Research

Investigation of the non-native intermediate states of protein-protein binding at atomistic resolution is challenging. Free energy profiles are considered the “holy Grail” of computational biophysics as they provide information about energetics as well as structural changes involved with rare events. I computed the free energy landscape of atomistic protein-protein interactions for the insulin dimer for the first time (Proc. Natl. Acad. Sci. 117(5), 2302-2308(2020); J. Chem. Phys. 149, 114902 (2018); J. Chem. Phys. 150, 084902(2019)). I implemented a combination of metadynamics, and parallel tempering methods with the well-tempered ensemble approach to study insulin dimer dissociation. This is a robust method that not only reveals the non-native protein-protein interactions at atomistic resolution which is crucial to increase drug specificity, but also captures the impact of solvent-mediated interactions. 

There was a long-standing effort to understand the role of water in biomolecular processes, especially for protein-protein binding. I quantified the contribution of hydrophobic hydration and dewetting transition in protein-protein interactions, for the first time using this method (Proc. Natl. Acad. Sci. 117(5), 2302-2308(2020)).

Several previous studies have demonstrated that ethanol consumption could act as a risk factor for developing type II diabetes mellitus at heavy consumption, while it could be beneficial in case of moderate consumption. I have investigated dimer dissociation of insulin in the presence of co-solvent ethanol following the same simulation strategy (J. Chem. Phys. 150, 084902(2019)). The computed free energy surfaces in the presence of 5% and 10% water-ethanol binary mixtures suggest that the presence of ethanol reduces the energy barrier of dimer dissociation which agrees with the experimental findings.  The structural analysis of proteins and their solvation surface elucidates the molecular mechanism behind the enhanced rate of insulin dimer dissociation in the presence of ethanol.

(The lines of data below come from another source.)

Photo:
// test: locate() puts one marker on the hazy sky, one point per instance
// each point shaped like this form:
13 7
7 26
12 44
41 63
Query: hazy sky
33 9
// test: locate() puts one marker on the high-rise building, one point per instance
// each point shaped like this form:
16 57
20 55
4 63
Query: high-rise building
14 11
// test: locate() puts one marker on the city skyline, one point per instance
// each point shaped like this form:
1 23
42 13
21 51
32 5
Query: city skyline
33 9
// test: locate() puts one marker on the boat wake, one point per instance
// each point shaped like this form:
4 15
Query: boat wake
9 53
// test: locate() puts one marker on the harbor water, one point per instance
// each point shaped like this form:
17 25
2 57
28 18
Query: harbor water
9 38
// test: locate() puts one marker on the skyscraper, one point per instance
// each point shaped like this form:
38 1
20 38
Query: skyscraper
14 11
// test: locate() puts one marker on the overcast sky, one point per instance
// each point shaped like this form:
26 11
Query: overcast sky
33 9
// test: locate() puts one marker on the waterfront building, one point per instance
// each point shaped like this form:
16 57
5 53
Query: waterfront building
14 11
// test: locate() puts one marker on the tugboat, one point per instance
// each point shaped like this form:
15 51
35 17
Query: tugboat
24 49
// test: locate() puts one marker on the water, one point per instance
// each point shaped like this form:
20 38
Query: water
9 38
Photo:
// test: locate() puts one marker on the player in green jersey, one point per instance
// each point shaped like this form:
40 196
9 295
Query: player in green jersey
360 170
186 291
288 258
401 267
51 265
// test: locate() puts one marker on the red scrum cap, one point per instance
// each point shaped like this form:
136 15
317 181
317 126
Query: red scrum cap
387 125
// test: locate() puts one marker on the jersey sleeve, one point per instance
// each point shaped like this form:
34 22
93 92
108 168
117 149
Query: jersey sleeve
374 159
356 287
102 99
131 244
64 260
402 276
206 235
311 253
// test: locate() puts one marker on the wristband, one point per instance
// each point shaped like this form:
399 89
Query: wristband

One of the unresolved problems in chemistry and biophysics is the time-scale and length-scale gap between computational and experimental methods, for which a possible way is to use coarse-graining (CG), a technique that enables long-time simulations of large-scale systems to become computationally tractable by decreasing the number of degrees of freedom. The primary two challenges in CG modeling are 1. how to define the correspondence between all-atom and CG degrees of freedom, i.e., CG mapping, and 2. how to define the interactions between CG beads, i.e., CG energetics. I use "bottom-up" CG methodologies that aim to reproduce microscopic (mapped atomistic) statistics of protein-protein interactions. A unique combination of multiscale modeling methods captured the molecular-level dynamics of specific protein-protein interactions at the binding interface at the coarse-grained level and enabled the study of protein crystallization/nucleation dynamics on the membrane and can be used to study peptide/small molecule mediated protein crystallization process using realistic “non-rigid” CG models of proteins/peptides (Biophysical Journal, 123, 42-56 (2024)). 

Protein-mediated drug/substrate/lipid transport is relevant for therapeutic development, however, none of the existing methods can compute the free energy surface (FES) of complex membrane transport processes through the inner/outer groove of membrane proteins using more-reliable atomistic forcefield. For the first time, I have computed FES of lipid scrambling mediated by human SERINC protein which acts as a HIV-1 restriction factor. This method is able to identify different pathways of lipid/substrate/drug transport, identify intermediate states at atomistic resolution and energetics along those pathways. 

The HIV-1 assembly process packages all the necessary components like proteins, RNA, and cofactors in this newly formed immature virion. The maturation process makes this newly formed immature virion infectious.  Gag protein is the main structural protein of HIV-1. During the viral replication, Gag is synthesized and remains as a monomer/dimer in the cytoplasm. Prior to the plasma membrane binding it binds to viral RNA and then multimerize on the membrane and finally forms spherical-shaped virions. In this process, it packages two copies of unspliced, single-stranded, full-length RNA genome into the virion. During the maturation phase, Gag polyprotein is cleaved by the viral protease at five sites, resulting in a major change in the structure and morphology of the virus. My work primarily focuses on the following five major events:

1. Immature Gag polyprotein lattice assembly on the membrane.

2. Role of genomic RNA binding in the assembly phase; Synergy between protein-protein, protein-membrane and protein-RNA interactions during viral assembly.

3. Membrane binding mechanism of matrix domain (peripheral membrane protein) of Gag polyprotein during the initial phase of the assembly.

4. Mechanism of reorganization of matrix protein lattice on the surface of the viral membrane during maturation.

5. Mechanism of protease access to the immature Gag polyprotein lattice during the maturation phase.